Lori Lefkovitz says she “gave up” on author Philip Roth when she was in high school and he was shocking America with his portrayal of a lustful lawyer in Portnoy’s Complaint.  

“In his youth, he was all about the male libido,” says Lefkovitz, now a literature professor at Northeastern. “It was only as I matured as a reader that I was encouraged to go back to him and realized that he had matured as well.”

Roth, a leading figure in 20th-century literature, died on Tuesday at age 85. He wrote more than two dozen novels, often exploring sex, death, and Jewish life.

He won most of literature’s top honors, including a Pulitzer Prize and two National Book Awards, and became the third living writer to have his work enshrined in the Library of America in 2005.

And for most of his half-century as a novelist, Roth generated controversy.
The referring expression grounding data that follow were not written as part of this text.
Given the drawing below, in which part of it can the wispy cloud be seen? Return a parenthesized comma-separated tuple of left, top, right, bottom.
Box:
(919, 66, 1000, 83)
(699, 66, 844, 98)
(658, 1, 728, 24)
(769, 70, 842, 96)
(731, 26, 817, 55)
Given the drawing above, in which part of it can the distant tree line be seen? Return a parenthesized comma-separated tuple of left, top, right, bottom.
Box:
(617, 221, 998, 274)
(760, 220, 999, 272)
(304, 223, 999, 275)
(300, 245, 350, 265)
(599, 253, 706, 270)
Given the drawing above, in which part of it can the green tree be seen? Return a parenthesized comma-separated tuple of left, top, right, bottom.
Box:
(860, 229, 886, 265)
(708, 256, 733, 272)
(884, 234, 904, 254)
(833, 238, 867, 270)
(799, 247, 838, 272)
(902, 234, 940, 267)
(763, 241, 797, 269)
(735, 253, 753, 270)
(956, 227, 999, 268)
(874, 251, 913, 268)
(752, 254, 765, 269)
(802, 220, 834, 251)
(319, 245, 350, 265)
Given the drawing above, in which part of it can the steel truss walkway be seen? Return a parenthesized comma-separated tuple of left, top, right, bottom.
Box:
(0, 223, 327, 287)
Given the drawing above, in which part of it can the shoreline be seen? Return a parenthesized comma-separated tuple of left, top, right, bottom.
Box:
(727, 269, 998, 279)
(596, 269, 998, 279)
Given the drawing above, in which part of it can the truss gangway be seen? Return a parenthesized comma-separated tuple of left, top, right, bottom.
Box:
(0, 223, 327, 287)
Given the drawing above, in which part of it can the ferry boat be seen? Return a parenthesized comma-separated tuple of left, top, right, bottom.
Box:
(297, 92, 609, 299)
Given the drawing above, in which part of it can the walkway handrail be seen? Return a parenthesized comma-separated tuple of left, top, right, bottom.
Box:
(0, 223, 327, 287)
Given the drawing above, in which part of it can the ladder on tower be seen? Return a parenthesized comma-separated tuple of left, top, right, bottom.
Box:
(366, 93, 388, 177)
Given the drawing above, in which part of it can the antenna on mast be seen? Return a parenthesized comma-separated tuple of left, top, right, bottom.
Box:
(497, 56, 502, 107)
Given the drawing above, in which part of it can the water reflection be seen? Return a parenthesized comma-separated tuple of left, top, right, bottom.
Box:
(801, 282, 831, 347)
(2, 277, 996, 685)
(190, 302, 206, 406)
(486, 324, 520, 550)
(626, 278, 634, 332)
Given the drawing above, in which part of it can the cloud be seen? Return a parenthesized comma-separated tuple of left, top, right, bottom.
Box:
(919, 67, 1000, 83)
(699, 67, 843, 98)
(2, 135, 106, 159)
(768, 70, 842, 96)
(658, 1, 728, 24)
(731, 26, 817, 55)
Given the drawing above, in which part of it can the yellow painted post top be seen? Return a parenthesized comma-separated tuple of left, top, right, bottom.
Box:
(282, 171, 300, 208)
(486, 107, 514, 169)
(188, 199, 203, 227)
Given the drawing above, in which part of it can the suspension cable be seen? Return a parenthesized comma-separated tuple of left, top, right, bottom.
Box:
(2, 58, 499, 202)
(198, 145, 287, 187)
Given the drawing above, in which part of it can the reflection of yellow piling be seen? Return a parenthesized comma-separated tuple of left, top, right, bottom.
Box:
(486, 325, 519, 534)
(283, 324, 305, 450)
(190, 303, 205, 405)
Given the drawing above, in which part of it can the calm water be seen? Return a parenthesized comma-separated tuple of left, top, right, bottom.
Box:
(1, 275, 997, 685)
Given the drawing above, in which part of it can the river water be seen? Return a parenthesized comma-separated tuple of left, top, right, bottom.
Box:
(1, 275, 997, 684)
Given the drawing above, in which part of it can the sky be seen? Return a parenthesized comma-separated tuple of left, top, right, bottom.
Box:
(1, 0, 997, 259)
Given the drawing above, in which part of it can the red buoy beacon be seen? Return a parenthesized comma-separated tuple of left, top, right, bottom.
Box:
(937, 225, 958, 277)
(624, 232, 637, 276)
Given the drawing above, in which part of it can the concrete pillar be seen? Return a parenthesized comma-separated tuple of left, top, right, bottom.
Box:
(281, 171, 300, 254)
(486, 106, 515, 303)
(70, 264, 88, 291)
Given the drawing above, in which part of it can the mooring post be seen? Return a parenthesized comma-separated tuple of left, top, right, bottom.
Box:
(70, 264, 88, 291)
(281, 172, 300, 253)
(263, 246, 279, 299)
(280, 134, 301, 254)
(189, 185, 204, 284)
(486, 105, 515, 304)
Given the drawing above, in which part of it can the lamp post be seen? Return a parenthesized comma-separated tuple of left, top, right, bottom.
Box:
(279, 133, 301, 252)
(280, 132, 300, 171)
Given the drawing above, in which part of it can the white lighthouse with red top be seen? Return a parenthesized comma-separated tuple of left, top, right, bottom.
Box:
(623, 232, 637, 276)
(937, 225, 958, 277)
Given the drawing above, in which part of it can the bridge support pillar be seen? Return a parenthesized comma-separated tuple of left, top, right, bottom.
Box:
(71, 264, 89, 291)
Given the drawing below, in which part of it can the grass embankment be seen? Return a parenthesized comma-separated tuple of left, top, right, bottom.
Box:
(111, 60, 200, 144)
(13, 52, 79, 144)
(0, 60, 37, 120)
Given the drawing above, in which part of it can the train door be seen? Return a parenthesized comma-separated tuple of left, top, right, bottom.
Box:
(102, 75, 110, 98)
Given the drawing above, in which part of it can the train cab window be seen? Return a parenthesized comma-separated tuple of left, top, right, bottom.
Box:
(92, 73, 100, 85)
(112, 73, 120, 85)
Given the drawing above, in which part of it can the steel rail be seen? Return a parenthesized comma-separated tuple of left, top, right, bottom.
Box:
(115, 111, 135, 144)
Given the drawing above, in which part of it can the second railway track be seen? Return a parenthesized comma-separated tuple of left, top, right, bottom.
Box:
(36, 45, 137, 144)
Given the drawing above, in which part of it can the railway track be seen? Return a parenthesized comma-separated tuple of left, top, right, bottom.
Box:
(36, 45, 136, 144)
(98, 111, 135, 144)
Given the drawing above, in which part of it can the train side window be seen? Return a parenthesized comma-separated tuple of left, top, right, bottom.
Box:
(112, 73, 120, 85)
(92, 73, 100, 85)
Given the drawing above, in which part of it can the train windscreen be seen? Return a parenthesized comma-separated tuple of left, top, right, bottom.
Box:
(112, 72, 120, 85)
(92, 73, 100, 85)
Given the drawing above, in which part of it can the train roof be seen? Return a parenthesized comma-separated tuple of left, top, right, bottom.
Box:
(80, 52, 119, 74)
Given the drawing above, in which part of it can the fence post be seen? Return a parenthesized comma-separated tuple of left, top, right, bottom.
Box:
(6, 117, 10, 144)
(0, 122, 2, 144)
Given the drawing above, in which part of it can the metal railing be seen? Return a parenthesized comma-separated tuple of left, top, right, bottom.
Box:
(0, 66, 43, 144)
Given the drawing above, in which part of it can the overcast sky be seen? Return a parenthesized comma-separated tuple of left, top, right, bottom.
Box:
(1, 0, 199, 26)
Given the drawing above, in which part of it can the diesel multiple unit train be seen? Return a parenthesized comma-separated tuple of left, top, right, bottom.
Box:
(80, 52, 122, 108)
Portnoy’s Complaint, published in 1969, was among his novels and short stories that were condemned by influential rabbis, who claimed that he distorted the lives of Orthodox Jews and affirmed Nazi stereotypes.

But it was Jewish stereotypes, Lefkovitz says, that Roth was “unafraid to expose,” especially the nagging mother and culture of bourgeois capitalism.

“Roth was an acerbic recorder of Jewish life,” she says. “He didn’t want to be considered a Jewish writer per se, but he understood himself to be writing out of his experience as a Jewish person in America.”

Lefkovitz, the director of Northeastern’s Jewish Studies program, says his later works painted more nuanced portraits of Jewish life.

Lori Lefkovitz, a Northeastern literature professor and Jewish studies scholar, taught a Philip Roth novel in one of her spring semester courses.

She points to the Jewish family at the center of The Plot Against America as a prime example. The novel, published in 2004, imagines an America where aviator Charles Lindbergh wins the 1940 presidential election and then launches a spate of pogroms against Jews.

“As he matured and as the place of Jews in America changed and evolved, his portraits became more loving,” she says. “The family is represented with real affection. There is nobody in it that you’re embarrassed to know or love.”

Lefkovitz taught The Plot Against America in her “Modern and Contemporary Jewish Literature” course this spring. “It’s so prescient,” she says, noting that literary critics have drawn parallels between Roth’s Lindbergh and Donald Trump, a TV star turned world leader. “It’s a novel for our moment.”

She says students enjoyed the book, which is now being adapted into a six-part miniseries by the creator of the HBO show The Wire.

“On one hand, they were interested in the politics of the fiction and the alternative reality Roth created,” she says. “On the other hand, they wanted to discuss the exquisite capacity he had for showing how worldly events affect relationships within a family.”

The intelligence with which he describes life in modern America, the depth of his characters, and the complexity of his ideas testify to the timelessness of his work, Lefkovitz says.

“Roth will survive the test of time. He catalogued the changing times, writing intimately about the world in which we live.”